And the Birds Rained Down
And the Birds Rained Down • Book 1
by Jocelyne Saucier, Rhonda Mullins
Why You'll Love This
Three elderly recluses hiding in the Canadian wilderness — and the two women who find them — make 160 pages feel like a lifetime quietly, beautifully lived.
- Great if you want: quiet, unconventional fiction about solitude, freedom, and late-life dignity
- The experience: meditative and unhurried — more mood and memory than plot
- The writing: Saucier layers multiple voices with restraint, letting silences carry weight
- Skip if: you need momentum — almost nothing happens by conventional standards
About This Book
Deep in the forests of Northern Ontario, two old men have made a quiet pact with the wilderness — to live out their remaining years entirely on their own terms, invisible to a world that has long moved on without them. When two women unexpectedly enter their hidden existence, the fragile equilibrium they've built begins to shift. One woman carries a camera and a question about the past; the other carries decades of institutional silence and a fierce, late-blooming hunger for freedom. What unfolds is a meditation on what it means to choose your own ending — and whether it's ever too late to begin.

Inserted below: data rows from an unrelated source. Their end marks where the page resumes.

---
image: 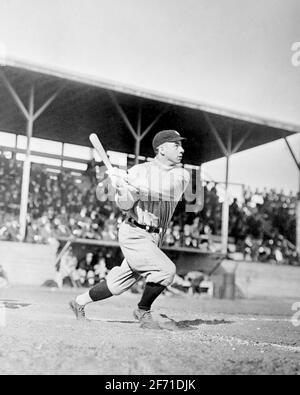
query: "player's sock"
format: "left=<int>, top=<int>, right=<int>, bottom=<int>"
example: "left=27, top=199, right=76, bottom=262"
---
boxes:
left=89, top=280, right=113, bottom=302
left=138, top=283, right=166, bottom=311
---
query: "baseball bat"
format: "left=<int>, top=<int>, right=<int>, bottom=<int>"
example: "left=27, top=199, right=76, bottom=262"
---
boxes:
left=90, top=133, right=112, bottom=170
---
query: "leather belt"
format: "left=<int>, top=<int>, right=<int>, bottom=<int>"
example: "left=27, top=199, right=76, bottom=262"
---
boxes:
left=127, top=218, right=163, bottom=233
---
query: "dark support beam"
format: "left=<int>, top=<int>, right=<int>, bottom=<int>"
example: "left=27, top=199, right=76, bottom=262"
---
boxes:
left=284, top=137, right=300, bottom=170
left=33, top=86, right=65, bottom=121
left=142, top=107, right=169, bottom=139
left=107, top=91, right=138, bottom=139
left=232, top=126, right=253, bottom=154
left=203, top=112, right=228, bottom=156
left=0, top=70, right=29, bottom=120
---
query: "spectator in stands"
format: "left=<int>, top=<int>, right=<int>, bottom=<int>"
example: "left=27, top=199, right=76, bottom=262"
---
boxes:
left=0, top=155, right=300, bottom=268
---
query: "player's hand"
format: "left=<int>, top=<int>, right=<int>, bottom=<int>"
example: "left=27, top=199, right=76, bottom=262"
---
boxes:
left=136, top=207, right=158, bottom=228
left=106, top=167, right=128, bottom=180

Saucier's prose, rendered with quiet elegance in Rhonda Mullins's translation, moves at the unhurried pace of the forest itself, accumulating detail and feeling until the weight of it quietly astonishes. At just 160 pages, the novel is precise without being sparse — each character arrives fully formed, each sentence earns its place. The structure circles gently through perspectives and timelines, creating something closer to memory than conventional narrative. Readers who appreciate fiction that trusts its own stillness will find this book difficult to put down, despite its apparent unhurry.